Die Diskothek Neukalen in der Nacht vom 3. Februar: Es ist nicht sonderlich voll an diesem Samstagabend. Deshalb kann nur auf zwei Floors getanzt werden. Vor allem Jugendliche sind zur „AbiSinth“-Party erschienen. Ein Format, das in Neukalen (Mecklenburgische Seenplatte) regelmäßig angeboten wird. Abiturient:innen aus umliegenden Orten haben so die Möglichkeit, Geld für ihren Jahrgang zu sammeln. Der Club unterstützt sie dabei. Die Partys sind dennoch offen für jeden.

Screenshot der Veranstaltung auf der Facebook-Seite der Diskothek Neukalen

Um etwa 0:30 Uhr legt der DJ den 90er-Hit L’Amour Toujours von Gigi D’Agostino auf. „Alle sind aufgesprungen und auf die Tanzfläche gerannt“, beschreibt ein Partygast die Reaktion des Publikums gegenüber KATAPULT MV. Was dann passiert, kennt die Öffentlichkeit bereits aus einem Clip aus dem vergangenen Jahr, von einem Erntefest aus dem kleinen Ort Bergholz (Vorpommern-Greifswald). Damals sangen einige Männer – darunter mutmaßlich der Sohn des Pasewalker Bürgermeisters – die Zeilen „Ausländer raus, Ausländer raus. Deutschland den Deutschen. Ausländer raus.“ In der Neukalener Disko Anfang Februar sollen es nun Jugendliche, mutmaßlich zwischen 16 und 20 Jahre alt, gewesen sein, die die Arme zum Takt in die Luft reckten und diese ausländerfeindlichen Parolen skandierten. Das ist auch auf einem kurzen Video zu sehen, welches der Redaktion vorliegt.

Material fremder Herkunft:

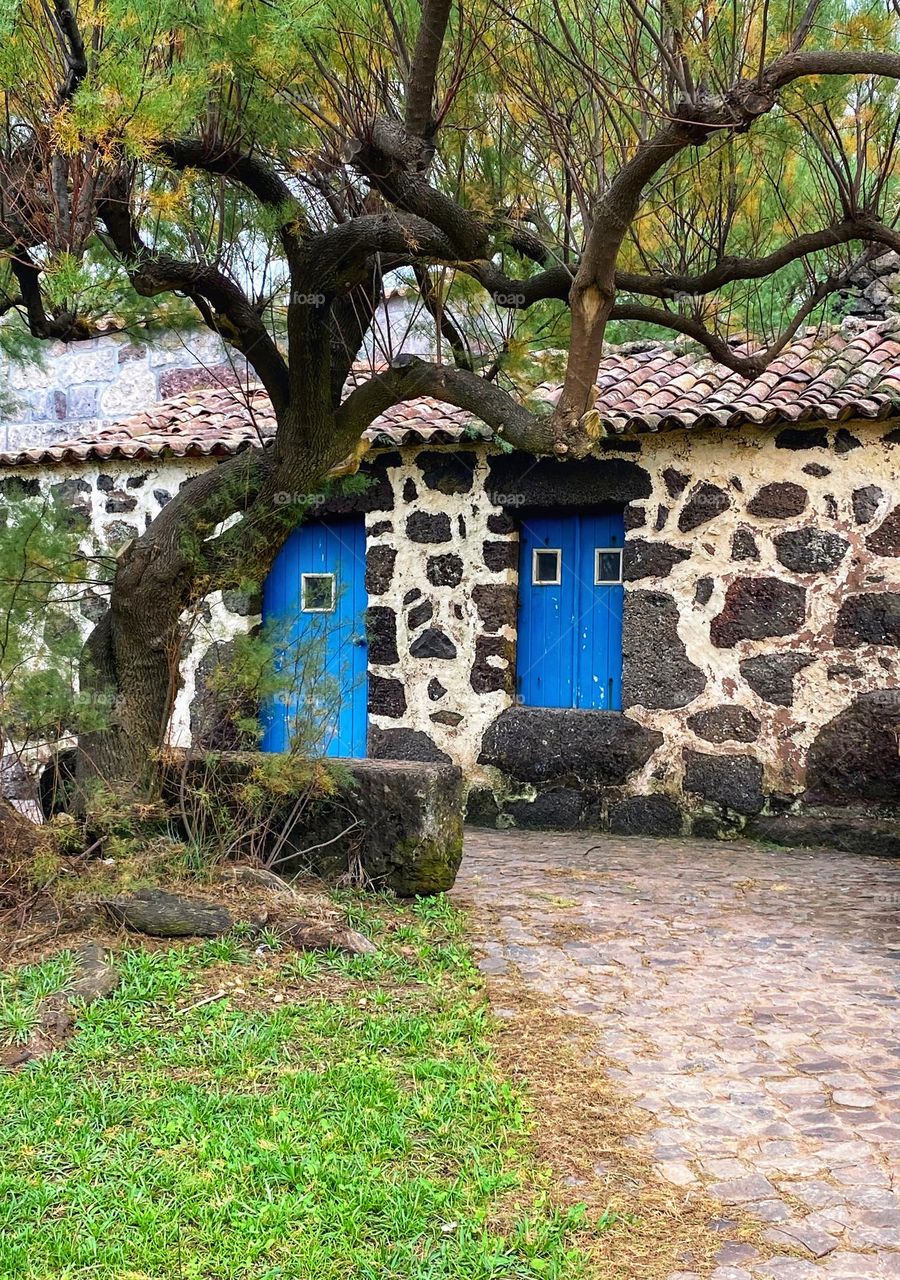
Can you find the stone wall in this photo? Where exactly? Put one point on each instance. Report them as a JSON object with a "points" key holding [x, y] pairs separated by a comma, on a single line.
{"points": [[108, 506], [78, 388], [762, 626], [761, 635]]}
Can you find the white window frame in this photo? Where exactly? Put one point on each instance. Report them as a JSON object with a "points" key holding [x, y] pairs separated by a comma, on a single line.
{"points": [[546, 581], [304, 607], [607, 551]]}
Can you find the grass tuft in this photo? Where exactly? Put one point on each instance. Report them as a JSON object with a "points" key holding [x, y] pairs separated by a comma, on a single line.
{"points": [[238, 1114]]}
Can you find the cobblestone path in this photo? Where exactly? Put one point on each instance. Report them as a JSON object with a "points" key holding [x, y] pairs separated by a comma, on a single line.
{"points": [[749, 1000]]}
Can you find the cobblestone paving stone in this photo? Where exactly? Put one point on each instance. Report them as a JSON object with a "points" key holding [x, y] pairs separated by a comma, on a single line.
{"points": [[749, 1000]]}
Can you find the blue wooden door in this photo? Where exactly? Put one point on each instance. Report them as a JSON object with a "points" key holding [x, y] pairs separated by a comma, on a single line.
{"points": [[570, 611], [315, 600]]}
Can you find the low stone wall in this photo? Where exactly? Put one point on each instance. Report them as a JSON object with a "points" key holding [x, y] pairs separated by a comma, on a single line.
{"points": [[388, 824]]}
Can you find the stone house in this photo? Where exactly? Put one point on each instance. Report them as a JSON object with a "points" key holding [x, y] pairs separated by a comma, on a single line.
{"points": [[698, 629]]}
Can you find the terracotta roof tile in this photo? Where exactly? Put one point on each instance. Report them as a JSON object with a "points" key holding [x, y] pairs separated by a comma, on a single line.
{"points": [[831, 376]]}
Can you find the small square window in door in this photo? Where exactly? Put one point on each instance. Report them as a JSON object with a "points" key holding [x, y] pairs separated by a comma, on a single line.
{"points": [[316, 593], [607, 566], [547, 566]]}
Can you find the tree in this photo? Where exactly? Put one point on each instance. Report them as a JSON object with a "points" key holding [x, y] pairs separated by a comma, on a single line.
{"points": [[713, 169]]}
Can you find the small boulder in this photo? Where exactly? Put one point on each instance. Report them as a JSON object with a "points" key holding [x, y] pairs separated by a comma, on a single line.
{"points": [[324, 936], [169, 915], [95, 976], [257, 877]]}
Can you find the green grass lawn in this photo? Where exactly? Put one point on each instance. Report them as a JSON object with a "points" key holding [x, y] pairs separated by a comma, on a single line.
{"points": [[328, 1118]]}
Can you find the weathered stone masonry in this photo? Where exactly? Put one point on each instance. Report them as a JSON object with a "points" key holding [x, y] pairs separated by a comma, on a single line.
{"points": [[761, 639]]}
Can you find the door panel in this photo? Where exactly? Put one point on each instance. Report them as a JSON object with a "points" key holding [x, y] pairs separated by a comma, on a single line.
{"points": [[315, 598], [570, 625]]}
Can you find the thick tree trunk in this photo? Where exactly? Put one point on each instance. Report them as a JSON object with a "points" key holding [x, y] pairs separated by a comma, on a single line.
{"points": [[133, 654], [19, 839]]}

Konsequenzen, etwa vonseiten des Veranstalters, ergaben sich daraus für die Neukalener Gäste offenbar nicht. Weder Sicherheits- noch anderes Personal habe eingegriffen, berichtet ein Gast.

Kay Mehling, Eigentümer der Diskothek, distanziert sich jedoch gegenüber KATAPULT MV von den Parolen. Er finde den Text, der zu einer „unpolitischen Melodie“ gesungen werde, „in höchstem Maße abstoßend“. Dennoch halte er nichts davon, „den Song aus den Clubs zu verbannen“. Da Jugendliche aus seiner Sicht „naturgemäß zur absichtlichen Grenzverletzung“ neigten, würde man so bei ihnen „eigentlich nur das Gegenteil“ erreichen. Den Vorwurf, auf jener Abiparty seien nicht zum ersten Mal in Neukalen solche Parolen gesungen worden, kommentiert er insofern, als dass über die bei ihm gespielten Tracks nicht Buch geführt werde.

Darüber hinaus warb die Diskothek Neukalen Anfang Januar in den Sozialen Netzwerken mit Musik der Formationen Böhse Onkelz und Frei.wild. Beiden Bands wird eine Neonazivergangenheit nachgesagt.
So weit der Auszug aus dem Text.